As he came back to me, the forensics team came into the alley carrying their equipment cases, and started to tape off the area around the body. There were a number of muttered expletives from them as they began their examination. It was nice to know that even guys that were as used to it as these were, were upset by what they found. One of them detached from the rest and came up and whispered something into Chucks ear,

“Shit!” I heard him spit out, and then he turned back to me, “The Shit is really going to hit the fan on this one. That poor kid is the Home Secretary’s son. They found a library card in his pocket. I presume I can rely on your discretion. It’ll be bad enough when the official announcement is made, let alone having to field off rumours.”

He took a mobile phone out of his pocket, dialled a number and then spoke a few brief words when it was answered. He listened to what were apparently some instructions, and then replied,

“Look Sir, I’m pretty busy here, can’t someone else do that.”

He paused,

“Yes I know sir. Very well, if I must,” and rang off.

“I have been given the onerous task of informing the Home Secretary. The Chief Constable, who just happens to have picked this moment to visit my boss, does not think it can wait, and I am the most senior officer in the field at the moment. I think you ought to come along.”

“Ok,” I said, “I can always leave Sally in the car, she won’t mind that.”

Informing parents that they have just lost a child, is not something that is on my list of desirable things to do, but I had never met a Home Secretary, or even a politician, before, so...what the hell. Hopefully once won’t kill me.

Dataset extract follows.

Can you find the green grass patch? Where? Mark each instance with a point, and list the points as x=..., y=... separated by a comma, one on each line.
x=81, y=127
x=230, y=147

Sally likes cars, so as soon as the door was opened to the patrol car, she eagerly jumped in, making herself comfortable in the driving seat.

“Not there babe,” I said, “Back seat please.”

She withered me with a look, but squeezed between the two front seats and settled down in the back.

“I swear that damn dog understands every word you say,” said Chuck.

I looked at Sally in the back seat glaring at me, and reached in to scratch the top of her head. At which point she wriggled into a more comfortable position, and looked just a little less annoyed.

“You could be right,” I said, “never really thought about it.”

Neither of us said anything on the way to the Home Secretary, Sir Geoffrey Wentworth’s official residence. I mean what was there to say? Chuck was not a long lost friend, just someone I had only met once before. I had no idea what his interests were, so I really had no idea what to talk about. Beside which he was a policeman, and it pays not to say too much when one of those is around.

We arrived outside of a plain looking government building, parked the car right outside of the door, and got out. Sally jumped up eager to join us, but lay down again at a brief “no” from me. I would have to pay later for not allowing her to come with me, but it was not somewhere that she needed to be.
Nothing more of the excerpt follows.